Mesmo tentando explicar que ele escreveu o roteiro do longa-metragem para ela, Nora recusa-se peremptoriamente a trabalhar em qualquer projeto do pai. Aqui, Valor Sentimental é bastante bem-sucedido em expor a corrosão dos canais de comunicação familiares produzida pela violência de Estado e seus efeitos transgeracionais. Nora exige presença e demonstrações de afeto mais efetivas do pai, ao passo que Gustav somente consegue comunicar-se por meio do trabalho, que, inclusive, possui o potencial de alavancar a promissora carreira da filha.

A proposta cinematográfica de Gustav não é desprovida de profundo valor sentimental, não é apenas um trabalho. Pelo contrário, carrega consigo uma grande tentativa de cura catártica do trauma familiar. Há 15 anos sem realizar sequer um único filme, Gustav é um diretor veterano vivendo mais do passado do que das produções recentes. Somente por esse movimento de querer fazer um novo filme depois de tanto tempo e de tê-lo roteirizado para a filha mostra a profunda dimensão sentimental do novo projeto de Gustav. Porém, pelo rancor que sente pelo pai e pela rejeição do que entende e sente como rejeição paterna, Nora é incapaz de ler o roteiro do filme.

Com um canal de comunicação tão corroído e obstruído, Gustav procura por uma atriz que interprete o papel escrito para sua filha. Exitoso, Gustav encontra uma jovem atriz estadunidense de sucesso, que estrelará essa megaprodução da Netflix. Fundamental para transmitir essa carga emocional do filme dentro do filme, a jovem atriz estadunidense não tem nada de ingênua, apesar do esforço do longa-metragem em oferecer essa falsa ideia, a começar pelo próprio sobrenome da personagem, Rachel Kemp (Elle Fanning).

Em norueguês, kemp significa acampar. Na impossibilidade de contar com o Castelo (Borg), Gustav teve que Acampar (Kemp). O jogo de sobrenomes já mostra como essa é uma falsa solução, o que Rachel Kemp logo percebe ao longo do filme. Para aqueles e aquelas que sofreram direta e indiretamente com a violência de Estado, viver no próprio corpo, nas próprias emoções, nos próprios pensamentos é como se estivessem acampados/acampadas. Como equipamento de moradia, uma barraca de acampamento é uma estrutura provisória, pequena, leve, flexível, que possa ser desmontada e transportada rapidamente para outro lugar.

Como moradia, uma barraca de equipamento é uma estrutura extremamente precária, ainda mais quando comparada a um castelo. Apenas pela dialética entre os sobrenomes das atrizes Nora Borg e Rachel Kemp, fica explícita a necessidade de levantar acampamento e de ocupar essa casa familiar emocionalmente conturbada, esse castelo mal-assombrado.

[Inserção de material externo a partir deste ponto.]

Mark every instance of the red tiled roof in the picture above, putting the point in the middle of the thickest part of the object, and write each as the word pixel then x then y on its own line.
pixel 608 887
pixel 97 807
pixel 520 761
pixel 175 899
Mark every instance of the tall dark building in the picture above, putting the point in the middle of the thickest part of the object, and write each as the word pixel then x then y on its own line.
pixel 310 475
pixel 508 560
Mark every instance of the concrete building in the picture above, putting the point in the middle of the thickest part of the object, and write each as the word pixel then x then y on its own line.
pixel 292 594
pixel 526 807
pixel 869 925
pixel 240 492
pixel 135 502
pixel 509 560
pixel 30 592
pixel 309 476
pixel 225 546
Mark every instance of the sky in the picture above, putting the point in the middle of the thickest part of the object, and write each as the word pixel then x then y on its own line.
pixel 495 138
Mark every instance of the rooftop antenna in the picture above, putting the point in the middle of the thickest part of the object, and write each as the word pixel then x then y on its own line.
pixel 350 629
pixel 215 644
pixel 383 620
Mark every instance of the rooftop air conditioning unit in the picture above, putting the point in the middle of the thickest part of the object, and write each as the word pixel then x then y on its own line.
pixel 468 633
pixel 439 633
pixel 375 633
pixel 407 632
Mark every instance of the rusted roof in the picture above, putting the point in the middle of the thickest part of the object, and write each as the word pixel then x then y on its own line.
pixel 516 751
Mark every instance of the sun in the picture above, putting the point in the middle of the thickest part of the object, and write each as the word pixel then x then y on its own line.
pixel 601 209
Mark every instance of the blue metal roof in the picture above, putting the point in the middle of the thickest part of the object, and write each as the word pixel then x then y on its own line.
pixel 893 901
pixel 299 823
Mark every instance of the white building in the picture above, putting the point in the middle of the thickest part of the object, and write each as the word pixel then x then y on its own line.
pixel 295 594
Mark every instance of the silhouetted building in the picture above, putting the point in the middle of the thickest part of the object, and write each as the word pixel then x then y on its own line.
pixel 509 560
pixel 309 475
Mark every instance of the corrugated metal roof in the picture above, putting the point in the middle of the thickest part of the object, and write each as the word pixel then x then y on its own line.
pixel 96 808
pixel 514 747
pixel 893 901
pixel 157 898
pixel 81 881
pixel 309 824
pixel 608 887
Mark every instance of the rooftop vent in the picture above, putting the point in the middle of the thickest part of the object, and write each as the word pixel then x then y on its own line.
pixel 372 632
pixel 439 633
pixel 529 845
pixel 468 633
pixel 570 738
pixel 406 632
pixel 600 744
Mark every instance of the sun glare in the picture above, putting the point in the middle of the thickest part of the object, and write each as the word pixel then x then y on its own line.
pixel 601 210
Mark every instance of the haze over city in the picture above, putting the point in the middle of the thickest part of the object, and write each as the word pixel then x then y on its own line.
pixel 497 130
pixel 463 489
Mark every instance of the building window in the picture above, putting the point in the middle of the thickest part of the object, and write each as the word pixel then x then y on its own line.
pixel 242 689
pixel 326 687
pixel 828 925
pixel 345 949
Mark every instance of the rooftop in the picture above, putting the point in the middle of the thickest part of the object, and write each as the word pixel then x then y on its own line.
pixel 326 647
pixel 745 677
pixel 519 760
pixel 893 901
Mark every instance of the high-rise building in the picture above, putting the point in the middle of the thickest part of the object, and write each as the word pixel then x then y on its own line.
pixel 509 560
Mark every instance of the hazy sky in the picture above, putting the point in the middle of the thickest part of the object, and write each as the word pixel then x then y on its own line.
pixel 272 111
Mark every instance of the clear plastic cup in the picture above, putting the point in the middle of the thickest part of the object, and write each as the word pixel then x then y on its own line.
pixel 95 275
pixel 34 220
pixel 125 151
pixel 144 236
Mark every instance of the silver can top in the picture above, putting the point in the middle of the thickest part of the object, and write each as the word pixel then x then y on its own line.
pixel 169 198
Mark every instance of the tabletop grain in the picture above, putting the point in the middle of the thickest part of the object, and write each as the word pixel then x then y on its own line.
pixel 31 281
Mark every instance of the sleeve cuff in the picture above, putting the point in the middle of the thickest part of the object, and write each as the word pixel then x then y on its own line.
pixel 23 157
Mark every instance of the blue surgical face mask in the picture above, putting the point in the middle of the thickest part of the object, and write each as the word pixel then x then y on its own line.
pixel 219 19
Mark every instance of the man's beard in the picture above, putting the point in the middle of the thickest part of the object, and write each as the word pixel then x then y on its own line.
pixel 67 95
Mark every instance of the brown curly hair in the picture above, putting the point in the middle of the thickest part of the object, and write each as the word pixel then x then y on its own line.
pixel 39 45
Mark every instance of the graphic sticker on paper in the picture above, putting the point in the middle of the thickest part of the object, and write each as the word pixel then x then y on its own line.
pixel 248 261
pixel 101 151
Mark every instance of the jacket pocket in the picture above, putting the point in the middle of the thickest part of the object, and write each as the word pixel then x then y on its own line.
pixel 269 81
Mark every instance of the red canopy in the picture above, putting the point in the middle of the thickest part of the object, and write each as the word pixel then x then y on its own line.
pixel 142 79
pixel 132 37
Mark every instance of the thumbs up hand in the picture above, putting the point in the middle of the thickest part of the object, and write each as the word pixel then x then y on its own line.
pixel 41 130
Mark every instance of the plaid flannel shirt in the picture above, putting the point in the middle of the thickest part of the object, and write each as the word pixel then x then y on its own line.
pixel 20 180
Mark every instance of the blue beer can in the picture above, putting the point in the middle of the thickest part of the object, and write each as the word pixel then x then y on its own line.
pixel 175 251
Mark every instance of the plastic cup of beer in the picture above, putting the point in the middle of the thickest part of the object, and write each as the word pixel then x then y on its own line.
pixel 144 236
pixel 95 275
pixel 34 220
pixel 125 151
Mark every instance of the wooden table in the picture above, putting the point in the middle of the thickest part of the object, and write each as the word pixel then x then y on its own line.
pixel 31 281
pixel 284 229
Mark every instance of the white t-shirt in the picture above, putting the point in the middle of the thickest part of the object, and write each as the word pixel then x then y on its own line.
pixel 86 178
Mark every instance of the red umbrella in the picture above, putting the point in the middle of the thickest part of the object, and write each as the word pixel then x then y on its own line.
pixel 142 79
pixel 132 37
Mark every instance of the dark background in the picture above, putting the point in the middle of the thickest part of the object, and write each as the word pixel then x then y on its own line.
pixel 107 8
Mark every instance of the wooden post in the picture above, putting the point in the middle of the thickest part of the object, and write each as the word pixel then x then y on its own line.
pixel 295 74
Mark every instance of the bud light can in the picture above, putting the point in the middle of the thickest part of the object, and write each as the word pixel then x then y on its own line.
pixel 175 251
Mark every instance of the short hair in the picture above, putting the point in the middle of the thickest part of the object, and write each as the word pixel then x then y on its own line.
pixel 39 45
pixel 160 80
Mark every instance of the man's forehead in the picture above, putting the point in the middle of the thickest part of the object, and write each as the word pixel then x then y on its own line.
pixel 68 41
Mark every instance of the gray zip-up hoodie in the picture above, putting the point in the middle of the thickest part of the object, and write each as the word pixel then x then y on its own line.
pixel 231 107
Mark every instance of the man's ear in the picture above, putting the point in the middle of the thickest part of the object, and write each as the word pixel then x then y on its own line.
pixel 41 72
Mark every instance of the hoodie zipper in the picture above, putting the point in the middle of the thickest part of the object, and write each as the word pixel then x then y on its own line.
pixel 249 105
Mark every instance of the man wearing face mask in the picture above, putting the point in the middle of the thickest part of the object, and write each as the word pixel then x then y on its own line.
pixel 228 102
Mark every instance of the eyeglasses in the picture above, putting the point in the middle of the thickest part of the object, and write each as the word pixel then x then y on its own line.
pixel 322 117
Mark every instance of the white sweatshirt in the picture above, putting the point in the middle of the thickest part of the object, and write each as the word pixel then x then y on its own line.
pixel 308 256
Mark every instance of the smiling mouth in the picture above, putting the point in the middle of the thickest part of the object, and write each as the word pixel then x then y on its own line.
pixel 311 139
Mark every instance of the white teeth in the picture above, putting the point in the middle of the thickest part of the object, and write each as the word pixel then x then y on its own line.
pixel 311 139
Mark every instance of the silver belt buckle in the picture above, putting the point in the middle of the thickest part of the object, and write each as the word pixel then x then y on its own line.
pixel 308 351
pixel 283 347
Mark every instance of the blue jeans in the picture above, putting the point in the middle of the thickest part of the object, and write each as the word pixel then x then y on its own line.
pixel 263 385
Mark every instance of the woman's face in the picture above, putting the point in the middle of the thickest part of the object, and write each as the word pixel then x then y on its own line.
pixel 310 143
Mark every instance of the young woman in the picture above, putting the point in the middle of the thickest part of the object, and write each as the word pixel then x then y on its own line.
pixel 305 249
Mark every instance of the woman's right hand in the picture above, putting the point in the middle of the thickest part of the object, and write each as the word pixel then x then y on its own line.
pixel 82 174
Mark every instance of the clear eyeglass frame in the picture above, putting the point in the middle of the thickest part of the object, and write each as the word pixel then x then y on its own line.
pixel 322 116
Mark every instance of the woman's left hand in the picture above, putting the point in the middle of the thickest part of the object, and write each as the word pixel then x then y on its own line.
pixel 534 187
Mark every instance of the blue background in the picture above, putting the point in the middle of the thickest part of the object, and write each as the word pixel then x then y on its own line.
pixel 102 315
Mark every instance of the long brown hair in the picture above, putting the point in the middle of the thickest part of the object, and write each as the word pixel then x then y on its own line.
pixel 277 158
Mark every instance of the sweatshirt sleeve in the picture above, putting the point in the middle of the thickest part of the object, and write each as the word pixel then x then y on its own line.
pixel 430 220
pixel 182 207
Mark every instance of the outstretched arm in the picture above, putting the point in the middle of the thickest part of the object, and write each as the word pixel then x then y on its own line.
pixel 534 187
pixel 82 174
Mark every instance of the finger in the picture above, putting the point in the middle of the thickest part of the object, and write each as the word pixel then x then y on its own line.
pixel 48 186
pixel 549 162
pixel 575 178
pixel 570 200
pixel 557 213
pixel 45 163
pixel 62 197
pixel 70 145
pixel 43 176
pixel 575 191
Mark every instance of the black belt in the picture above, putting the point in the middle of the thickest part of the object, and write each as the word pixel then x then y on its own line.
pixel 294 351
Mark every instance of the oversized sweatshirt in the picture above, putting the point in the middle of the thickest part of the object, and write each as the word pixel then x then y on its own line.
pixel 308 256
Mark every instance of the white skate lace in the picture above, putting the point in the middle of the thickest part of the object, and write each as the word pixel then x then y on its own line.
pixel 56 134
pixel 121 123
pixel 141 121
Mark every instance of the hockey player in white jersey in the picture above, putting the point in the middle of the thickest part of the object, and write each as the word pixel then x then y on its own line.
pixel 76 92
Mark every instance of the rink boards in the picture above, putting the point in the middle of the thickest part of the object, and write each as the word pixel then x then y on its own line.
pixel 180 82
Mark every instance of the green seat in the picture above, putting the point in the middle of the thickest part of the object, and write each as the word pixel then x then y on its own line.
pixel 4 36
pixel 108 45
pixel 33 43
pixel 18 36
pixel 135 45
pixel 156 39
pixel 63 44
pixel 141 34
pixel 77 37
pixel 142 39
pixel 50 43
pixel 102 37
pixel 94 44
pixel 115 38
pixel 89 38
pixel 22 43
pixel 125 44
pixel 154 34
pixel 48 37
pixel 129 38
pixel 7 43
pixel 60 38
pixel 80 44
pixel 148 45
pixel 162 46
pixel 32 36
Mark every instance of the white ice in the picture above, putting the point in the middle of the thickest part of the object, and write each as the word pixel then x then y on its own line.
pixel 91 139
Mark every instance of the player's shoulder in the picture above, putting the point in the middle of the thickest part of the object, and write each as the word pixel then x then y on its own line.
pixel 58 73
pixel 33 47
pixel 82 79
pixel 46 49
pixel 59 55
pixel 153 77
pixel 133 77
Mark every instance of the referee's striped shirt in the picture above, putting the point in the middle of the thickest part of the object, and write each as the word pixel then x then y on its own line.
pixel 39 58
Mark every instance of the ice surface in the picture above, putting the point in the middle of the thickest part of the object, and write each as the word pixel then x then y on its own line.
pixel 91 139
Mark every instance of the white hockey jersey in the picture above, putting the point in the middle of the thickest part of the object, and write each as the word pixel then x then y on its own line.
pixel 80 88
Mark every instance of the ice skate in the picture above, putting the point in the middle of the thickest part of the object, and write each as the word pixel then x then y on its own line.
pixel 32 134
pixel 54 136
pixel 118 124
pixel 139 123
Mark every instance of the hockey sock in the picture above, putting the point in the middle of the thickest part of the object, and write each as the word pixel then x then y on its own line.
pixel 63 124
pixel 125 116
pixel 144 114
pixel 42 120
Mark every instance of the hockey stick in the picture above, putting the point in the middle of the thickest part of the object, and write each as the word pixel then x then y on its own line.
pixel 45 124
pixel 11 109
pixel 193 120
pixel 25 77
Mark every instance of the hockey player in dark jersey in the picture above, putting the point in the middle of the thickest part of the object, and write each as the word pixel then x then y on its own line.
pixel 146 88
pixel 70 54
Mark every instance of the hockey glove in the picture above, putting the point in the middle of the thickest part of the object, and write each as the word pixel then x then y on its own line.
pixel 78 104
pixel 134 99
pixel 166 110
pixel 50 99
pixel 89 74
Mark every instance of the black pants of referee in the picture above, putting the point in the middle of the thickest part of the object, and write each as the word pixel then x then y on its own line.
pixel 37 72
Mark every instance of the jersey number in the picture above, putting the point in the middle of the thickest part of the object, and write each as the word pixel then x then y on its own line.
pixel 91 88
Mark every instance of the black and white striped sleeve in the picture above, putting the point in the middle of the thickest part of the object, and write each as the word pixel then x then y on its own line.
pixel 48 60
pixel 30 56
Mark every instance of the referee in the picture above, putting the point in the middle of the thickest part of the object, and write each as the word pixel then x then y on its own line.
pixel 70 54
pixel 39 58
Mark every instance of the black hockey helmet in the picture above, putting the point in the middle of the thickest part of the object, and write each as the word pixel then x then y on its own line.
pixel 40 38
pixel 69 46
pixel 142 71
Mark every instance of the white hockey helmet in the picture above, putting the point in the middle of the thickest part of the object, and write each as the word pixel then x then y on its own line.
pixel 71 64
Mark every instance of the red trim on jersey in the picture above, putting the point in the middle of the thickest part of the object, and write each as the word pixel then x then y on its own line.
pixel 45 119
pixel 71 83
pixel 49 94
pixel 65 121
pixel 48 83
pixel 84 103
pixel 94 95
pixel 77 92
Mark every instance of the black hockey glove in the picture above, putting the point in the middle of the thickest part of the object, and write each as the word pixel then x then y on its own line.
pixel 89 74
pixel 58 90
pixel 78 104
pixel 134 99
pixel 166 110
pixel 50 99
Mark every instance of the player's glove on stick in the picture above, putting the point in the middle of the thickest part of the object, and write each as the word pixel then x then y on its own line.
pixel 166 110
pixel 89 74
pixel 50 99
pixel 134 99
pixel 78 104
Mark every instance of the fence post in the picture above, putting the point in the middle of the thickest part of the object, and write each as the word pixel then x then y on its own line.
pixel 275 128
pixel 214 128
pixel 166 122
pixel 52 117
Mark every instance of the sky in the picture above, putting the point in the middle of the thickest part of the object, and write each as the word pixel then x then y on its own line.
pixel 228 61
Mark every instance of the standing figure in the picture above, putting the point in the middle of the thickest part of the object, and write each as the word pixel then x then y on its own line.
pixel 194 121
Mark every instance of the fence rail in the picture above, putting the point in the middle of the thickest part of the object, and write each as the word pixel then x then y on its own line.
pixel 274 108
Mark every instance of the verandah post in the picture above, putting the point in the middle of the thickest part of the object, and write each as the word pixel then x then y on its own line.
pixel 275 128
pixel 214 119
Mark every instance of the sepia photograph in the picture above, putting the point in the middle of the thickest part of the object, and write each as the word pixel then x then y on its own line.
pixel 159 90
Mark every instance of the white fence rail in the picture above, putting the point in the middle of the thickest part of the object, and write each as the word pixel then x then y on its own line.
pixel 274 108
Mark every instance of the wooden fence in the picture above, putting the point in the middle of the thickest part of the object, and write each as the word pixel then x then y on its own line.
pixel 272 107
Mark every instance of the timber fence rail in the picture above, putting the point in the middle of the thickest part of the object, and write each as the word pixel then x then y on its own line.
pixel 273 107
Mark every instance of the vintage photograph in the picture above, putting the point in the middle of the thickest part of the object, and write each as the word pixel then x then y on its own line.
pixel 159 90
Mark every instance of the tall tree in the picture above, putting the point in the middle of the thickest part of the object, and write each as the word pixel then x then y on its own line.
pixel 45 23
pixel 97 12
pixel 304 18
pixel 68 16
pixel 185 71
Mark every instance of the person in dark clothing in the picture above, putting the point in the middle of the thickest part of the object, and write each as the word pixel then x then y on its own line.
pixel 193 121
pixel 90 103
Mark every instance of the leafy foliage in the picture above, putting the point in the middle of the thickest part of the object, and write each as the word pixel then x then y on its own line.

Contudo, essa dinâmica não se restringe ao sobrenome das duas atrizes do filme de Gustav.

No primeiro encontro entre Gustav e Rachel Kemp, a atriz estadunidense assiste a um filme renomado do cineasta, que a emociona profundamente. A única cena desse filme é a fuga de um casal de irmãos pequenos de soldados nazistas. Por volta dos 10 anos de idade, a menina consegue escapar entrando em um trem, que parte imediatamente. Entretanto, a menina vê que seu irmão foi capturado pelos nazistas, através da janela da cabine do trem. Aflita, a menina tenta levantar-se para ajudar o irmão capturado por alguns soldados nazistas fora do trem, que está de partida, porém, uma senhora, que já estava sentada no banco da cabine, a impede de tentá-lo.

Ainda que não fique explícito ou dito, muito provavelmente esse filme de Gustav também era sobre a experiência de sua mãe, direta ou indireta, durante o nazismo. Por meio de seu trabalho, Gustav consegue trabalhar o trauma familiar dos Borg, os irmãos separados pela violência do Estado norueguês pró-nazismo. Nesse filme renomado de Gustav, provavelmente o menino não sobreviveu à prisão, e, se sobreviveu, foi em circunstâncias muito deterioradas. Por sua vez, a menina muito possivelmente se sentiu culpada, o que poderia levá-la a rebelar-se contra o Estado nazista na Noruega, como o fez Karin, mãe de Gustav, dedicando-se à propaganda antinazista durante a ocupação do país.

Por meio de Rachel Kemp, sabemos que o filme é profundamente tocante. Também por meio dessa personagem, notamos que o novo longa-metragem de Gustav não deve ser interpretado por ela. Por um lado, Rachel Kemp é informada claramente que ela interpretaria a mãe de Gustav, que foi presa e torturada pelo regime nazista norueguês e se suicidou quando o filho era pequeno, na casa da família. Também chegou ao seu conhecimento que o papel e o filme haviam sido escritos para Nora, filha do cineasta.

Como personagem, a importância crucial de Rachel Kemp é transportar-nos para dentro de Valor Sentimental e dentro do filme dentro do filme. Por um lado, ela se sensibiliza com a história familiar dos Borg, em geral, e de Gustav, em particular. Por outro, não consegue compreender por que a filha não aceita interpretar o papel que foi escrito para ela. Ainda que sutilmente, é Rachel Kemp quem explicita esse impasse da família Borg.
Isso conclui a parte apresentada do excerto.